By Rana Foroohar
It is rather amazing that two huge US companies looking to cut an $85bn merger are looking like underdogs. But as AT&T and Time Warner go head to head with the US government over the legality of their proposed tie-up, that is precisely what they appear to be.
Makan Delrahim, the Department of Justice’s antitrust head, plans to argue that telecoms powerhouse AT&T should be prevented from buying media company Time Warner because the two companies together will have monopoly powers that would result in higher cable prices for American consumers. The corporations themselves, of course, argue the opposite.

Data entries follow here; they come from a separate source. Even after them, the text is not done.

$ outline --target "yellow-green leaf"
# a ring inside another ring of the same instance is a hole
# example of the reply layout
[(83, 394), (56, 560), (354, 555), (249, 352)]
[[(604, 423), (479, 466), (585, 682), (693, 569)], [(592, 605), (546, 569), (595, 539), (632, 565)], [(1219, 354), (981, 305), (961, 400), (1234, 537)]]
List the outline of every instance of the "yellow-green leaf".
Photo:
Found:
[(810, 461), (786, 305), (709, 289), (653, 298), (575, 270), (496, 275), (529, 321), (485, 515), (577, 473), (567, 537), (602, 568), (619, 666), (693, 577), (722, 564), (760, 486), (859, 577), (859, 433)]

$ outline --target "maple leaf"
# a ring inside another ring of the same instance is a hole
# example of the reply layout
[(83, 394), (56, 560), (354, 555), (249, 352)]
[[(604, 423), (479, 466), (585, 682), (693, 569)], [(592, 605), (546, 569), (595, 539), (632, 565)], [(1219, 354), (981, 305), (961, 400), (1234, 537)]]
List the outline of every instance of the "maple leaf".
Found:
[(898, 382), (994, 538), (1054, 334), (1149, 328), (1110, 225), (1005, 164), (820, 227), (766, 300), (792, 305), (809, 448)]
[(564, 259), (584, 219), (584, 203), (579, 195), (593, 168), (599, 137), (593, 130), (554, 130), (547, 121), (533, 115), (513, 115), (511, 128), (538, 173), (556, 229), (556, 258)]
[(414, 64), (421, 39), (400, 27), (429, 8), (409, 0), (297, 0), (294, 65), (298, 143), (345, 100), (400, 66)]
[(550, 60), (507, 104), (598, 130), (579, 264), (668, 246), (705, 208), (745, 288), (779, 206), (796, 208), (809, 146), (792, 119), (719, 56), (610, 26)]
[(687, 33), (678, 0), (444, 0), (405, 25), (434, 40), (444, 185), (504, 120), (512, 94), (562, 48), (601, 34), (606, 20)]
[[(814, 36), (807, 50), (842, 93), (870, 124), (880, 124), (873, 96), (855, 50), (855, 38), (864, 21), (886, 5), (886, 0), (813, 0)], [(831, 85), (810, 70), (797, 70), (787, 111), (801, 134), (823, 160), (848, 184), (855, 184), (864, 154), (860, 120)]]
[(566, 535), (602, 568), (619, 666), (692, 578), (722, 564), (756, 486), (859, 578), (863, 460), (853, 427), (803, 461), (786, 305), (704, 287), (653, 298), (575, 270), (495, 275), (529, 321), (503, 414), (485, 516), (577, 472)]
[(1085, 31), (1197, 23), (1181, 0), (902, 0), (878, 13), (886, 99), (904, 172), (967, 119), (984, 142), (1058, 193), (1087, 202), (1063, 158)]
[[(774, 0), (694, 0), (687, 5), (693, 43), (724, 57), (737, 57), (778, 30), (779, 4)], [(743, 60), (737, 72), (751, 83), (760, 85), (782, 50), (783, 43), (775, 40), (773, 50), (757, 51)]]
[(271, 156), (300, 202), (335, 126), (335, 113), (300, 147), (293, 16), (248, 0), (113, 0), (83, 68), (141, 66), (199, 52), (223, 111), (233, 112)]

They claim the merger is necessary to stave off competitive pressure from bigger fish — Google, Facebook, Amazon and Netflix. I find myself agreeing with them. These tech platforms are among the largest and richest companies in the world and dominate their respective markets. Economic research shows that this kind of monopoly power typically stifles innovation, competition, job creation and growth. Whichever way the AT&T-Time Warner case goes, it will do little to solve these problems, because it will not address the main issue: US competition policy today is fundamentally unsuited to the digital economy. It is time to rethink antitrust policy and the definition not only of consumer welfare, but of welfare itself For decades now, American antitrust policy has centred around notions of “consumer welfare”.
The key question about any given merger is whether it will make things better or worse for consumers. The definition of “better” has traditionally been defined by pricing. If consumer costs look likely to go down, a merger will go through. And yet the digital world is one in which data, not dollars, are the currency. Consumers receive services such as search, e-commerce and video streaming cheaply, or even for free.
Free is not really free. We pay for these services by handing over our personal data in exchange for access. In this barter economy, using price as a measure of welfare is all but pointless. Consumers have no clear idea how valuable their data are to the companies that mine them. My guess is that the information is worth a lot more than the $65 a month in subscription fees that Time Warner receives for a cable and broadband bundle. The imbalance between Time Warner and the platform companies is highlighted by the AT&T-Time Warner pre-trial brief. As BTIG media analyst Richard Greenfield recently wrote to clients, this “reads like an instruction manual for investors explaining why they should no longer invest in legacy media companies”. Google offers up to 50 channels of premium content on YouTube for $40 a month. Amazon and Netflix have become content producers that compete for talent with cable network HBO.
Apple and Facebook will each spend $1bn this year on video content. US digital advertising surpassed TV advertising in 2016, making it even tougher for companies like Time Warner to keep subscription fees low. Google and Facebook took 84 per cent of that digital advertising market last year. No wonder more than 22m US cable customers have cut the cord as of 2017 — up 33 per cent from 2016.
If someone has monopoly power in this world, it is not the legacy media players. The tech platform companies argue that none of this is a problem, because the result is great for customers: they receive seamlessly delivered, cheap, high-quality programming. Applying this definition of consumer welfare to our digital economy will ensure more, not less, concentration of corporate power.
That is a problem for people like me who believe that monopoly power is an obstacle to shared economic growth. It is time to rethink antitrust policy and the definition not only of consumer welfare, but of welfare itself. The conversation is already brewing, thanks to people like Barry Lynn, a former policy wonk at the New America Foundation, a think-tank. He argues for a return to an earlier approach to competition policy. Before the 1980s, US antitrust law held that too much economic power created too much political power — and that was inherently bad for consumers and society.
It allowed big companies to create an uneven political playing field. (Fact: the tech sector, led by Google, is now the single largest corporate lobbying block in Washington.) This view implies a much broader notion of economic welfare, shifting the lens from the individual to the entire ecosystem. Walmart or Amazon, for example, might lower prices for consumers, but their size also allows them to squeeze their supply chains.
That in turn could result in fewer start-ups and thus less job creation. That definition of welfare is harder to quantify, but it is already used by the US Federal Reserve, which under the Community Reinvestment Act of 1977 is obliged to look after the overall economic development of communities.
Since 2008, the Boston, Chicago and San Francisco Feds have all vigorously supported this goal, seeking to connect borrowers and lenders and support entrepreneurs. While the justice department is right to focus on corporate power, the Trump administration is picking the wrong target. Mergers between old media giants are beside the point in a digital world.